Dopamine (the missing neurotransmitter in PD) does not cross the BBB so it cannot be given to patients directly. L-DOPA is a precursor that can cross and is later converted to dopamine by an enzyme DOPA decarboxylase in the substantia nigral neurons. Period of maximum response for the drug is about 2-5 years.

49
Q

~90% of L-DOPA is converted to dopamine outside the CNS where it is not effective.

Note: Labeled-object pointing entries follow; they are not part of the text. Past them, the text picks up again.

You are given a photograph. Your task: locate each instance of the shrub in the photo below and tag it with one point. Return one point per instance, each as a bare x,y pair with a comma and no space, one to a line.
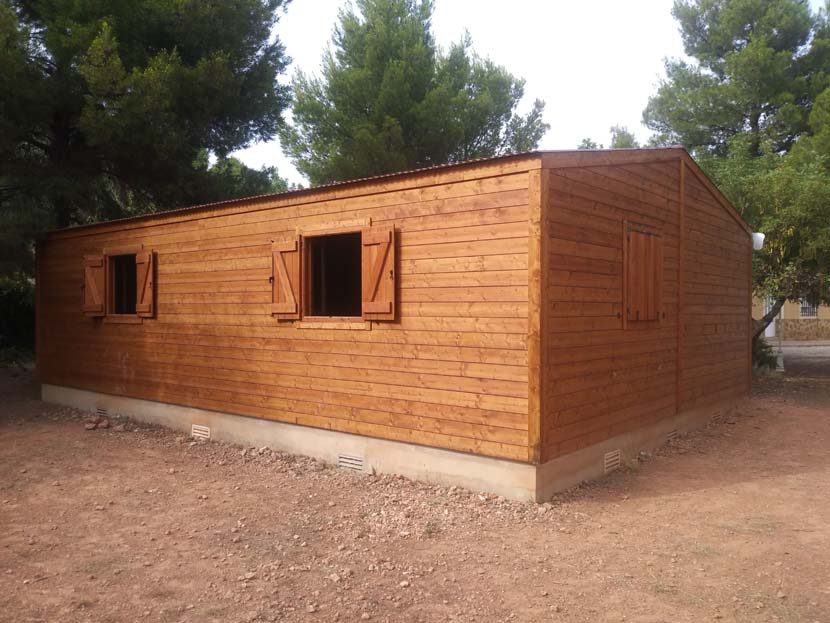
763,355
17,318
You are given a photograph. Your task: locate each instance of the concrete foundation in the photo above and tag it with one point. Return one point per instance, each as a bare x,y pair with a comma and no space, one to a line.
517,481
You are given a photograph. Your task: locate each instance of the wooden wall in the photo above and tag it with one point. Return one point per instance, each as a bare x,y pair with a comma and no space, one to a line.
603,376
450,372
717,260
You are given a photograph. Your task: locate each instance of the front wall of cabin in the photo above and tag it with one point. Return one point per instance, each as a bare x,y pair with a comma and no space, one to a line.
606,375
450,371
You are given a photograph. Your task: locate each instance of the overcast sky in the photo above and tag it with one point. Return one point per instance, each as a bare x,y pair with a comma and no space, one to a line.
593,63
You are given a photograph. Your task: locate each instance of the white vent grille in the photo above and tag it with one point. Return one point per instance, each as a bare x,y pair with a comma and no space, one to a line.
197,431
350,462
611,461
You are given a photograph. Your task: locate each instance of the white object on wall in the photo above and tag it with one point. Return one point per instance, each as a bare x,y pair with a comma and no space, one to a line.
758,240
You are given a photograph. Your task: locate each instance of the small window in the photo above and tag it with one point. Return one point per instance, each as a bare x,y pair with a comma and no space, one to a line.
334,275
123,284
808,309
644,276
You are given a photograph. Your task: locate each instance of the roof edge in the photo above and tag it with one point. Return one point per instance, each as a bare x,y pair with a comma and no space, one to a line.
230,203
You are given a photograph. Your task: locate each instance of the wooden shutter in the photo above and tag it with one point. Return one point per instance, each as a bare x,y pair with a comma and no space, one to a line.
144,284
644,276
378,273
285,279
94,285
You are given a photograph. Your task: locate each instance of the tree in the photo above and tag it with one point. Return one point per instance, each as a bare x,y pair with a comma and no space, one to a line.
752,75
588,143
107,106
389,99
622,138
754,108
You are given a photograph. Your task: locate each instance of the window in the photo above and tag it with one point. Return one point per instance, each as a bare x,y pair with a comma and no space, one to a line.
123,284
342,275
643,276
808,309
119,285
334,275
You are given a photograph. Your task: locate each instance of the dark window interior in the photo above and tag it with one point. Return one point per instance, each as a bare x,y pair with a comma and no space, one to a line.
334,278
123,284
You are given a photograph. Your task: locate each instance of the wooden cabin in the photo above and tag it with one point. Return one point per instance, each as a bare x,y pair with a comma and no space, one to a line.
512,325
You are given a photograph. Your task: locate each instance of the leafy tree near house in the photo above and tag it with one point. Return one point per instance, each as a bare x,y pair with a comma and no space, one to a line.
753,109
107,108
588,143
623,138
388,99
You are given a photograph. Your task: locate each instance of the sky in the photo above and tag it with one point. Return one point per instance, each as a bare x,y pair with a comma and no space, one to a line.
594,62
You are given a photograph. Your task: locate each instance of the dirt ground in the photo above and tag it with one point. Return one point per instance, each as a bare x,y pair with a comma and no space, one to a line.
729,523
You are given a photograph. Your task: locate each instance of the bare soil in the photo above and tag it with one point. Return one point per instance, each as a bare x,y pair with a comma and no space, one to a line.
729,523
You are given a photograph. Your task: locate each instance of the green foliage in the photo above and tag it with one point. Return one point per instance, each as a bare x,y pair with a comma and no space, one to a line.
755,110
763,356
622,138
389,99
588,143
17,318
759,65
107,106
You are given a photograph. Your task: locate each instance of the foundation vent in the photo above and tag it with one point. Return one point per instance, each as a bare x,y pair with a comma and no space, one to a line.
354,463
197,431
611,461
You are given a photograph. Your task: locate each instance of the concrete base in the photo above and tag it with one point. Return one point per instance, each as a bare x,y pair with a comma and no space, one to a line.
517,481
589,463
510,479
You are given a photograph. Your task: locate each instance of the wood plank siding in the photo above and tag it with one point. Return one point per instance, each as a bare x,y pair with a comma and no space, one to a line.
522,307
608,369
449,370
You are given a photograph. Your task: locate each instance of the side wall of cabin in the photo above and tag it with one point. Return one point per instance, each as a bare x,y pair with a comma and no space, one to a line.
451,371
606,374
715,356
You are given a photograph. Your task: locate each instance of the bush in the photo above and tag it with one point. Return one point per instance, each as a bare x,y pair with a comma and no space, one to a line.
763,355
17,318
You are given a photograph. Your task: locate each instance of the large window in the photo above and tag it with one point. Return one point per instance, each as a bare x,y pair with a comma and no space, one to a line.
334,275
119,285
122,284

What drug combines L-DOPA with a DOPA decarboxylase inhibitor to prevent the conversion of L-DOPA to dopamine in the blood?

A

Sinemet-Sinament allows more L-DOPA to cross the BBB and be converted to dopamine on the brain-side of the BBB where it is useful.

50
Q

Whare are some signs (dyskinesias) that may indicate that the useful window for using L-DOPA has passed?

A

-head bobbing -lip smacking -tongue thrusting -leg writhing -hand clasping -trunk twisting

51
Q

What are two surgical treatments for PD?

A

Deep brain stimulation (DBS) and surgical lesions-ablations)

52
Q

Some of the key points to know regarding deep brain stimulation as a treatment for Parkinson’s:

A

-Electrical stimulation is continuous and reduces the discharge of action potentials of cells to rebalance control messages throughout the movement control centers of the brain -an electrode placed in the thalamus and globus pallidus to help treat disabling tremor and dyskinesias -an electrode placed in the subthalamic nucleus helps reduce most of the main motor features of PD (postural instability does not improve)

53
Q

What is a thalamotomy?

A

thalamotomy – surgery to destroy a small area of the thalamus to treat tremor

54
Q

What is a pallidotomy?

A

surgery to destroy a small area of the globus pallidus to treat akinesia

55
Q

Huntington’s Disease occurs in clusters of families and is characterized by which four features?

A

A. heritability (autosomal dominant; each child of affected parent has a 50% chance of getting HD) B. chorea uncontrolled rapid, dance-like movements C. dementia: schizophreniform psychosis D. death after 15-20 yrs

56
Q

Other signs and symptoms of Huntington’s disease include:

A

A. absent mindedness B. irritability C. depression D. fidgeting (choreiform movements which increase and worsen) E. clumsiness F. speech becomes slurred at first, then incomprehensible and ceases altogether as facial expressions become distorted and grotesque G. mental functions decline; ability to reason disappears (schizophreniform psychosis); about 50% of HD patients acquire manic depression H. HD patient is almost always moving while awake

57
Q

What causes Huntington’s Disease?

A

A. loss of cholinergic and GABA-ergic neurons in the striatum (caudate & putamen); thought to cause choreiform movements B. loss of cortical cells thought to cause impaired cognitive functions and dementia

58
Q

What is Ballism or Hemiballism?

A

Extrapyramidal motor disorder characterized by violent flinging of one extremity (hemiballism) or both extremities (ballism).

59
Q

What causes Ballism or Hemiballism?

A

Caused by vascular infarct, hemorrhage or tumor of the subthalamic nucleus.

60
Q

What are some treatment options available for Ballism?

A

-May be treated with dopamine-blocking drugs or with GABA-mimicking drugs. -Surgical treatment involves lesion of a selected part of the thalamus.